Elle laisse toujours la porte de son bureau ouverte… Directrice et fondatrice de Logivitae, une société parisienne d’aide à domicile pour les personnes âgées, Dafna Mouchenik, 40 ans, tient au lien social. Toujours prête à intervenir en cas d’urgence, toujours attentive aux cas particuliers, elle reste à la disposition de ses clients – qu’elle considère comme des usagers – et de ses salariés. La directrice a, par exemple, sensibilisé ses auxiliaires de vie sociale à la détresse et à l’isolement auxquels font face les survivants de la Shoah. Une cause qui lui tient à cœur du fait de son histoire familiale. « Elle m’a réconciliée avec le monde des entreprises, en me prouvant qu’elles pouvaient avoir un objectif humain », s’exclame Clémence Minet, ancienne chargée d’accueil au pôle « vie quotidienne », là où arrivent tous les appels.

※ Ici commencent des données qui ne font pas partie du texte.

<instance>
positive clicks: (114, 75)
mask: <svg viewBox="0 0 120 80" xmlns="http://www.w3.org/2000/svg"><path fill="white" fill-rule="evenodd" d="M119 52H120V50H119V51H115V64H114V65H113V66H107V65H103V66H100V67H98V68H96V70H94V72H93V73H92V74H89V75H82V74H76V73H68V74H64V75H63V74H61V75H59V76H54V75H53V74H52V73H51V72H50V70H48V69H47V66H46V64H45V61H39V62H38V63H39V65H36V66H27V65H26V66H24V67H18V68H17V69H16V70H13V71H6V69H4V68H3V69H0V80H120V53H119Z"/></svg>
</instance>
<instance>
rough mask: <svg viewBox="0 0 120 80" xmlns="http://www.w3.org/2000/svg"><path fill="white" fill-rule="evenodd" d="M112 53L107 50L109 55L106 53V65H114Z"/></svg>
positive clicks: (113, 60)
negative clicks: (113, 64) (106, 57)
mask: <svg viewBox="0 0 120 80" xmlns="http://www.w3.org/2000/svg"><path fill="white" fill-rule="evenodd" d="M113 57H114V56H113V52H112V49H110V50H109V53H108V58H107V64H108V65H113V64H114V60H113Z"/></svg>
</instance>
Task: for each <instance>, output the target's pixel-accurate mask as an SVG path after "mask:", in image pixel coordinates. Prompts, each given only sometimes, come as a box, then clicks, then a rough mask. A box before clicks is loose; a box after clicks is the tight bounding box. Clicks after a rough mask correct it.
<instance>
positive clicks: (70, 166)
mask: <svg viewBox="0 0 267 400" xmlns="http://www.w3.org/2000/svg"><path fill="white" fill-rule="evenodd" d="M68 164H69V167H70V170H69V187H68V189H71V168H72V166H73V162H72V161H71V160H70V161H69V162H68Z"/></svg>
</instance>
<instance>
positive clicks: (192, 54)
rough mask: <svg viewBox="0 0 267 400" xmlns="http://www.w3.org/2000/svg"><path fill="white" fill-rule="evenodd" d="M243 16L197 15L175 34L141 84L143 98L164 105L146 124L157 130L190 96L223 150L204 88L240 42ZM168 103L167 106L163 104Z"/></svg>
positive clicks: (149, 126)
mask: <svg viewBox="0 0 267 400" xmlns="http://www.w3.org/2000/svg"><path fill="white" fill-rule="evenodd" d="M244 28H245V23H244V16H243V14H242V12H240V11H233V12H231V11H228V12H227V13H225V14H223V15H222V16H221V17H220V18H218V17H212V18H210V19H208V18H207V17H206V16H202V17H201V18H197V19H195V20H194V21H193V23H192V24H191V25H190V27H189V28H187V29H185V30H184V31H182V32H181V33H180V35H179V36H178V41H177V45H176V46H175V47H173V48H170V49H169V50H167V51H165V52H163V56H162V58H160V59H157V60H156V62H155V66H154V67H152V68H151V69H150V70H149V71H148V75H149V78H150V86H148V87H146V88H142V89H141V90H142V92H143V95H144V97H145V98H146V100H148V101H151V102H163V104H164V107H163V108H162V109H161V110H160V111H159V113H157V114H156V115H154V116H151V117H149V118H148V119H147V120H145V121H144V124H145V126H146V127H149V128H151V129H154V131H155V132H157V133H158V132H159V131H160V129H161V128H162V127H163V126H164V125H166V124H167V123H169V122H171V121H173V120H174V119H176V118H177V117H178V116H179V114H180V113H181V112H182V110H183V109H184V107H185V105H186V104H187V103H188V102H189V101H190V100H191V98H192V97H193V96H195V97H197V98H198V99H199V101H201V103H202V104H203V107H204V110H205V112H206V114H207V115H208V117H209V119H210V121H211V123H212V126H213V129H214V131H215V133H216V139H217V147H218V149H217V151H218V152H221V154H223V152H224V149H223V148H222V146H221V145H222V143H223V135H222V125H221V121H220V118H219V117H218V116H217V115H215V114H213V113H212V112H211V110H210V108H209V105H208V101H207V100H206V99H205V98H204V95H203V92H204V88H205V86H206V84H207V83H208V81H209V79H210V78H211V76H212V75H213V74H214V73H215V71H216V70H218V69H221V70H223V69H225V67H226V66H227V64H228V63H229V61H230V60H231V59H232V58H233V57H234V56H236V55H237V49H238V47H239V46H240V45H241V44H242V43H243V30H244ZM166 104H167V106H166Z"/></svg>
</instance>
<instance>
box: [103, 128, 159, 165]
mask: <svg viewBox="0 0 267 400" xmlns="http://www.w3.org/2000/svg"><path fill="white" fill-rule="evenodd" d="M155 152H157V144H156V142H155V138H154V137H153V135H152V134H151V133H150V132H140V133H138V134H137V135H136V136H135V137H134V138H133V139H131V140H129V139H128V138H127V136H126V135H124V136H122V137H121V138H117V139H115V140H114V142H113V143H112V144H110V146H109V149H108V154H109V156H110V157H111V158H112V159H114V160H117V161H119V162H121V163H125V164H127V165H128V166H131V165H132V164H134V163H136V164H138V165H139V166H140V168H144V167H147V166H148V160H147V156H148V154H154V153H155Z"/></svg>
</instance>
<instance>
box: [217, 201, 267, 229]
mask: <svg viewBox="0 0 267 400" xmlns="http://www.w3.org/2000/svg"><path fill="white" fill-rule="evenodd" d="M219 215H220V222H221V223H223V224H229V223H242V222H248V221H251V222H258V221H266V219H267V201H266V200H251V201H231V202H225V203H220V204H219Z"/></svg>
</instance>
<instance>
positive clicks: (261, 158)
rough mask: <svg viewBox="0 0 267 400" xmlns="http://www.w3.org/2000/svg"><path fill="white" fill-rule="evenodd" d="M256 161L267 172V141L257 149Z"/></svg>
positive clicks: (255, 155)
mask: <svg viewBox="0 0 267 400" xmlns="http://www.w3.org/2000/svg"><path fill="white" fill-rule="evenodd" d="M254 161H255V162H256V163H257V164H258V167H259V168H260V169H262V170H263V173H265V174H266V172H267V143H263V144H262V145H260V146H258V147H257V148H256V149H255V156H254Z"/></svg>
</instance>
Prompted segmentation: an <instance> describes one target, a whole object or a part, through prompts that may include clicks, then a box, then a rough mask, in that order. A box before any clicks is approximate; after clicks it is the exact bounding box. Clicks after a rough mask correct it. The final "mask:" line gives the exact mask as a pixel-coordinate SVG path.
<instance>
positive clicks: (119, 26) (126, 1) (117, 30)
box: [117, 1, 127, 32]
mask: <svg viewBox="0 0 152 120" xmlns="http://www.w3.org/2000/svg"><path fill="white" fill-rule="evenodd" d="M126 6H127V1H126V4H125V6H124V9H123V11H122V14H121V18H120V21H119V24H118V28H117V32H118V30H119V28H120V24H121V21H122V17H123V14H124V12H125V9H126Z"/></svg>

Grâce à sa volonté et à sa persévérance, Dafna Mouchenik a réussi à faire accepter son entreprise dans le monde social – Logivitae bénéficie de l’agrément du conseil départemental –, et son parcours dans le secteur se révèle aussi singulier que son allure, avec sa cascade de cheveux auburn et ses talons hauts. En 1998, elle a décroché un DUT en carrière sociales, option « animation socioculturelle ». « Mais je me suis toujours positionnée comme une travailleuse sociale », précise-t-elle. Elle a d’ailleurs été animatrice dans un centre de prévention pour enfants, une structure alternative au placement, avant d’en partir au bout d’un an – « parce que j’avais envie de travailler en amont de leur situation ». Ensuite, de 2000 à 2005, elle s’est réellement épanouie en tant qu’adjointe du service éducation à la mairie de Champs-sur-Marne, sur un dispositif « jeunesse et sports » en faveur de l’égalité des chances (avec notamment le repérage des enfants en difficulté et la mise en place d’ateliers périscolaires pour les aider à surmonter leur retard). C’est là qu’elle validera son DEFA (diplôme d’Etat relatif aux fonctions d’animation).
Puis lui vient l’envie de se renouveler. Elle se souvient alors d’un stage dans une maison de retraite, où elle avait trouvé « violent le fait, pour des personnes qui n’en avaient pas fait le choix, de vivre en collectivité ». Le cheval de bataille est vite enfourché : « Je voulais aider les gens à rester à leur domicile, quels que soient leurs moyens financiers. C’était un peu utopique », sourit-elle. En 2007, elle décide de fonder sa propre structure, Logivitae, « une entreprise à vocation sociale pour un public fragile », définit-elle. Elle l’installe dans le XIIe arrondissement de Paris – « pour être à côté de chez moi, pour mes filles », souligne-t-elle. Dafna Mouchenik refuse de devoir choisir entre sa carrière et ses enfants. De toute façon, son entreprise, c’est un peu sa seconde famille. Elle a opté pour le privé justement dans l’idée de garder la main sur son bébé, sans le contrôle d’un conseil d’administration, obligatoire dans l’associatif.
Aujourd’hui, sa PME pèse 3,2 millions d’euros de chiffre d’affaires, emploie 148 personnes en CDI, dont 130 auxiliaires de vie sociale, et aide 600 personnes par an. « C’est d’ailleurs ce qui lui fait peur, pointe Clémence Minet : que son entreprise grossisse et qu’elle perde le lien avec les personnes. » Mais la nécessité économique pèse. « Seul le volume peut nous sauver, mais sans perdre notre âme, et en passant le maximum de temps avec les gens », souligne la chef d’entreprise. Dans une profession généralement précaire, Dafna Mouchenik veille à ce que ses salariées soient en CDI et à optimiser leurs plannings, afin de leur éviter de longs déplacements. Pour les qualifier, Logivitae a aussi mis en place un dispositif de formation interne et les pousse à passer des validations des acquis de l’expérience.